SIABAVES : comme des poissons dans l’eau

Dans la Vallée de la Suippe, le syndicat intercommunal (SIABAVES) entretient et restaure le lit et les berges de la Suippe afin de favoriser la biodiversité faune – flore.

Type d'évènement

Eau - Assainissement

Qu’est-ce qui se cache derrière le sigle SIABAVES ? Simple… et complexe à la fois. « Le rôle du syndicat intercommunal d’aménagement des bassins Aisne, Vesle, Suippe est de préserver, d’entretenir, de restaurer un milieu naturel fragile », explique Jean-Christophe Inglard, le directeur de l’Eau et de l’assainissement au Grand Reims. Deux rivières sont concernées : la Vesle (140 km de Somme-Vesle à Condé-sur- Suippe) et la Suippe (101 km de Somme-Suippe à Condé-sur-Suippe). La partie complexe concerne toutes les démarches administratives qui précèdent les travaux. Le SIABAVES (qui a accueilli son « s » terminal pour Suippe en avril 2018) « chapeaute par ailleurs le Schéma d’aménagement et gestion de l’eau, anime la Commission locale de l’eau et pilote les contrats d’application qui ont pour objectif de favoriser l’émergence des projets améliorant la qualité des eaux souterraines et superficielles. »
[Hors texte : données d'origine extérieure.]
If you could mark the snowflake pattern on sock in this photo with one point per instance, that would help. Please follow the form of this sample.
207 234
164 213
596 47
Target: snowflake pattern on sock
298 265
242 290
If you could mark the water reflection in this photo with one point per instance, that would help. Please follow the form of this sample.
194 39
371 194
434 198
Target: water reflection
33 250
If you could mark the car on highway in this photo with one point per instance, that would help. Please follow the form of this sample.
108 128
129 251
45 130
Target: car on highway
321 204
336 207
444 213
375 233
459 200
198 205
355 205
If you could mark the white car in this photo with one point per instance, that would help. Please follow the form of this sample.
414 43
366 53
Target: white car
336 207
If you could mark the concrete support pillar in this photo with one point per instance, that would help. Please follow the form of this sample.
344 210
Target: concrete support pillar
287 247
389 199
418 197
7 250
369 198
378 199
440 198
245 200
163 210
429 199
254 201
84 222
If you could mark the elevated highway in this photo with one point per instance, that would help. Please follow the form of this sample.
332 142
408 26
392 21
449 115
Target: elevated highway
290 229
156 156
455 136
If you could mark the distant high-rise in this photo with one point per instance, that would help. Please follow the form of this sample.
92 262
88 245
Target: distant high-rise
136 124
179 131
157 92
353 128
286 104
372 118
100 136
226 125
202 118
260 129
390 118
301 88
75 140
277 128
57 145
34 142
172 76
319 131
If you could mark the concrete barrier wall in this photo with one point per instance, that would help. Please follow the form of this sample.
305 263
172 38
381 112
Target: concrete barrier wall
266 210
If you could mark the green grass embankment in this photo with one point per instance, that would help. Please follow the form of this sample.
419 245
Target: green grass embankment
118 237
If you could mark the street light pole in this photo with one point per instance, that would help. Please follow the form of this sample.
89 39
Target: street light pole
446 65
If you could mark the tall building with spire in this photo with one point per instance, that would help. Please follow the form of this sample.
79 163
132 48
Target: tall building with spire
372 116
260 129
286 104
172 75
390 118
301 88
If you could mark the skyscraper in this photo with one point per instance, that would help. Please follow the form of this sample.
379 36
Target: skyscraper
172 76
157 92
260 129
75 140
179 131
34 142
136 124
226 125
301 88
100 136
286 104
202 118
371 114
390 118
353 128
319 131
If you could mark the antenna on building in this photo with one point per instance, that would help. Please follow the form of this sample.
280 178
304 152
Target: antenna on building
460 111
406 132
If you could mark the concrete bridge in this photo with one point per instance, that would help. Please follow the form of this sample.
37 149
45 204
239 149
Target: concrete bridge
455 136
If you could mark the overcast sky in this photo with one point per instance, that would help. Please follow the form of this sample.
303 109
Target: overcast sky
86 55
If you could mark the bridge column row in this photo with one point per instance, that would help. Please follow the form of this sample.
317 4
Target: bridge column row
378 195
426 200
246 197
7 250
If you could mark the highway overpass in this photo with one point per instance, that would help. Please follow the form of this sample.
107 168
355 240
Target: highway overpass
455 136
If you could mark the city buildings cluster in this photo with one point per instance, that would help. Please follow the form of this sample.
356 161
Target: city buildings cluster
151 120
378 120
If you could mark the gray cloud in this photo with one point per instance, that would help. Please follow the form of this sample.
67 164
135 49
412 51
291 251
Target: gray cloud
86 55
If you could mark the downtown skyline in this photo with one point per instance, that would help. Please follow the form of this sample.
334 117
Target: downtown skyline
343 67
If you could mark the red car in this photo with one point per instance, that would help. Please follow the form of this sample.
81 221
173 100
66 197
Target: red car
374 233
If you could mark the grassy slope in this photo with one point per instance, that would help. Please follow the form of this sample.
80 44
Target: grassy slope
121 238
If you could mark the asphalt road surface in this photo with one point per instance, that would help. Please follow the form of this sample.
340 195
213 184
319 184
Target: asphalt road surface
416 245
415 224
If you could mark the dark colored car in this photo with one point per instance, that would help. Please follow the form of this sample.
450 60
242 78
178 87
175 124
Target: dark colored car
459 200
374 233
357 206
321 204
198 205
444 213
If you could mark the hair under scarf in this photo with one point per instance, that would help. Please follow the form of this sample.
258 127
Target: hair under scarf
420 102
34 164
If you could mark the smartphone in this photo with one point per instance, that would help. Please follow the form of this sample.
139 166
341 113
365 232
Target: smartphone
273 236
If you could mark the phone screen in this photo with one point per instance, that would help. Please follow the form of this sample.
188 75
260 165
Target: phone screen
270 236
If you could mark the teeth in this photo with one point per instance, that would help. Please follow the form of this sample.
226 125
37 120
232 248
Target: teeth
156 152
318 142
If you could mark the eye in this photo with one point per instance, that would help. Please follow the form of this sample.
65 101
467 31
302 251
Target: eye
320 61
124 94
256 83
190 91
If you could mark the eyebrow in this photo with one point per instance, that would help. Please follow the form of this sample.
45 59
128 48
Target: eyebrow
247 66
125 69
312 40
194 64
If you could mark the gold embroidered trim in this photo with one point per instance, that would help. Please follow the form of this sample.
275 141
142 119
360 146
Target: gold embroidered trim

DEUX MOIS ET DEMI DE TRAVAUX

Concrètement, comment une année de travaux s’organise-t-elle ? Avant d’entreprendre quoi que ce soit, il faut posséder une déclaration d’intérêt général (DIG), mère de tous les enjeux, qui est décernée par le préfet pour cinq ans (renouvelable cinq ans) et permet de réaliser des travaux en domaine privé avec des fonds publics. A l’automne, des prospections sur le terrain permettent de définir les secteurs d’intervention et les types de travaux à réaliser. « En début d’année, j’organise une réunion avec les propriétaires concernés par les travaux de restauration et d’aménagements », souligne Jean-François Gilbert, le technicien rivière. « Puis c’est le temps des démarches ou des validations auprès des services de l’Etat, de l’Agence de l’eau, des élus. » Mais le circuit n’est pas encore bouclé. Il faut lancer les consultations, retenir les entreprises et « attendre les arrêtés de subvention (normalement en juin). » Les travaux pourront débuter vers la mi-août quand les niveaux d’eau seront les plus bas. La Suippe est classée 1re catégorie piscicole et en liste 2 (cours d’eau prioritaire) pour la continuité écologique. « Il faut respecter les périodes de reproduction des poissons et la nidification des oiseaux. Nous avons deux mois et demi pour nos travaux. »  L’objectif est de préserver ou restaurer la biodiversité, faune et flore.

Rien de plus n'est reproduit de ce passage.